Is Dairy Data the New ‘Oil’?

Just as oil flows from wells and milk from cows, it seems that data has the potential to inform or overwhelm the producers with more information than they can comprehend. 
Just as oil flows from wells and milk from cows, it seems that data has the potential to inform or overwhelm the producers with more information than they can comprehend. 
(Pixabay)

Dairy producers are increasingly aware of the value of the data on the farm. Just as oil flows from wells and milk from cows, it seems that data has the potential to inform or overwhelm farmers with more information than they can comprehend.  

Dairy producers have had a series of platforms to choose from, including:   

 

  • Dairy Comp is the original of the species and the largest and first of its type in the dairy herd management software space. Dairy Comp is the first to truly offer producers the ability to collect and manage data on milk and cow health at an individual level. While it is sometimes described as a ‘legacy system’, suggesting it hasn’t been updated from its original format, this is not a fair characterization as they have invested heavily in creating a new cloud-based system called VAS-Pulse. Industry estimates are that more than 60% of the U.S. herd are currently using Dairy Comp, which in turn has driven the desire of other new technologies. For example, wearables, robotic milkers and smart artificial cameras to find ways to integrate their data with this software.   

  • Amelicor  by my estimates (in cow numbers) is the second largest herd management software in the U.S. market and is widely used in herds west of the Mississippi. They have four products for herd management (DHI-Plus), feed management (EZFeed), commodity tracking and dairy records management.   

  • BoviSync is an award-winning platform, and its growth is fueled by its use of unique cloud-based software and innovations, such as its ability to aggregate and analyze data for groups of cows, allowing management of cows at pen level.  
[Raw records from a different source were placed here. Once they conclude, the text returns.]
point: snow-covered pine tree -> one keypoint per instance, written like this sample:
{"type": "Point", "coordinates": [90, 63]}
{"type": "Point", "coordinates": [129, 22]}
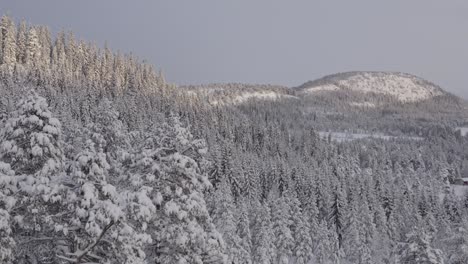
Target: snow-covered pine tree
{"type": "Point", "coordinates": [7, 201]}
{"type": "Point", "coordinates": [171, 165]}
{"type": "Point", "coordinates": [31, 152]}
{"type": "Point", "coordinates": [263, 237]}
{"type": "Point", "coordinates": [417, 249]}
{"type": "Point", "coordinates": [100, 223]}
{"type": "Point", "coordinates": [284, 240]}
{"type": "Point", "coordinates": [8, 42]}
{"type": "Point", "coordinates": [32, 54]}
  • Vyla is a new platform backed by Nestle, Land O’Lakes and Lely and supported by other industry players. Offering something like a "Facebook for farmers" makes it easy to integrate information from any system in a single open app, including feed management, parlor software and combine milk prices and weather. 
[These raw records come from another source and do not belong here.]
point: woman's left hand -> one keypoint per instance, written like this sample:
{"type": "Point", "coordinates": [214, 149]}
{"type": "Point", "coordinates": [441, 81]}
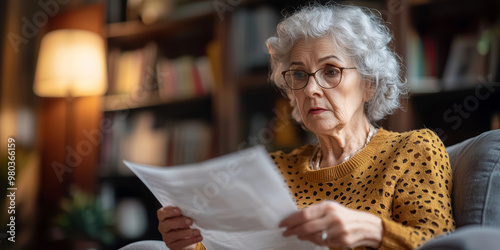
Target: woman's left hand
{"type": "Point", "coordinates": [343, 227]}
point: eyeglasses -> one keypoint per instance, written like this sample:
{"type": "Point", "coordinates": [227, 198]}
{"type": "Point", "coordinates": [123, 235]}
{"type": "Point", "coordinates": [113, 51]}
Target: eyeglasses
{"type": "Point", "coordinates": [328, 77]}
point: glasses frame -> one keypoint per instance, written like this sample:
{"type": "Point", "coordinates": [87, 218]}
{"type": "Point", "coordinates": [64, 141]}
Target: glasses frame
{"type": "Point", "coordinates": [314, 75]}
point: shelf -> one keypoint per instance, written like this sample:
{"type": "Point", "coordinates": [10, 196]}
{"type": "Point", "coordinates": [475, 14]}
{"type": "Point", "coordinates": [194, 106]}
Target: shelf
{"type": "Point", "coordinates": [127, 102]}
{"type": "Point", "coordinates": [136, 31]}
{"type": "Point", "coordinates": [253, 80]}
{"type": "Point", "coordinates": [457, 92]}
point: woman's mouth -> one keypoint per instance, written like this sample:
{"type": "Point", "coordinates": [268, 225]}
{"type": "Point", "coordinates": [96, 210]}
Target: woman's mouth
{"type": "Point", "coordinates": [316, 110]}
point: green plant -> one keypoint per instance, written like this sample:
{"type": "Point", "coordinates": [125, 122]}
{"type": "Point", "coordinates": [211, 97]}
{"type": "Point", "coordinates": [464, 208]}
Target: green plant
{"type": "Point", "coordinates": [83, 217]}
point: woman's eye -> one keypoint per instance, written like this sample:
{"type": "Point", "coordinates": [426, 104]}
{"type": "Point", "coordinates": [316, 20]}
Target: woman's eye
{"type": "Point", "coordinates": [299, 74]}
{"type": "Point", "coordinates": [331, 71]}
  • Mydairydashboard.com owned by Dairy.com has a similar concept, bringing together farm, market, and weather data under one roof.   

  • The MILC Group has continued to add more and more data streams under the umbrella of their ONE platform, to manage feeding and sensor alerts for milking facilities.   

 

If farms don’t capitalize on the increasing availability of information flows from sensors and other novel technologies on the dairy, data platforms may become a bottleneck preventing livestock from achieving the promise and profitability of smart precision farming. Dairy farmers, especially the largest producers, recognize that data-driven farming could provide multiple benefits, such as optimizing inventory, precise feed formulation and reducing feed costs, enabling better milk production through precision nutrition, responding better to consumer demands.

In short, what the milk supply chain needs is for all moving parts to work symbiotically through shared data or data interoperability as it is known in the technology world. Data interoperability allows different systems to communicate their data with each other on a shared interface. It allows systems to not only create, exchange and consume data, but create shared expectations and understanding of the data presented.  

In healthcare, we have seen how patients’ medical records may be shared by many doctors, labs, and insurers within a network. Patients benefit from the convenience of not having to provide lab results and recount medical history when visiting a new doctor within the network. More generally, data interoperability prevents one company from monopolizing the data, incentivizes the players involved to improve their products given the competitive nature of the shared platform, and results in a better result for the end-user. For the food supply chain, this means that instead of multi-generation long relationships, external publications and word-of-mouth communication, data from raw material analysis to animal performance will be tracked and communicated throughout the entire process making the supply chain integrated, not segregated.  

Ultimately, data interoperability and digital transformation benefit the end consumers. Users of Facebook and Google demand increased transparency and accountability for big tech companies. Likewise, consumers are demanding transparency and control over their food and the ingredients involved in the making of it. Consumers (‘prosumers’) are becoming more conscious about their diets and personal ethical and sustainability goals, so dairy producers need to find ways to respond to those preferences and deliver better products while remaining an integral element of the food supply chain.  

Questions about the future of dairy data and who owns it? Leading food companies such as Nestle, Danone, Dairy Farmers of America, Parmalat potentially might invest or take stakes in leading data players. But how soon before Amazon, Google, Apple, IBM or Microsoft decide they want to be part of the dairy data ‘land grab’?

How do farmers benefit from this? Consumers accept sharing their emails, their location and travel data with big data companies in return for free and valuable services. How can dairy producers gain from their willingness to share data?   

Is dairy data the new oil? The choice of data platform is yours, but just like landowners sitting on oil reserves, we may not know its real value until we allow others in the supply chain to ‘drill’ into it.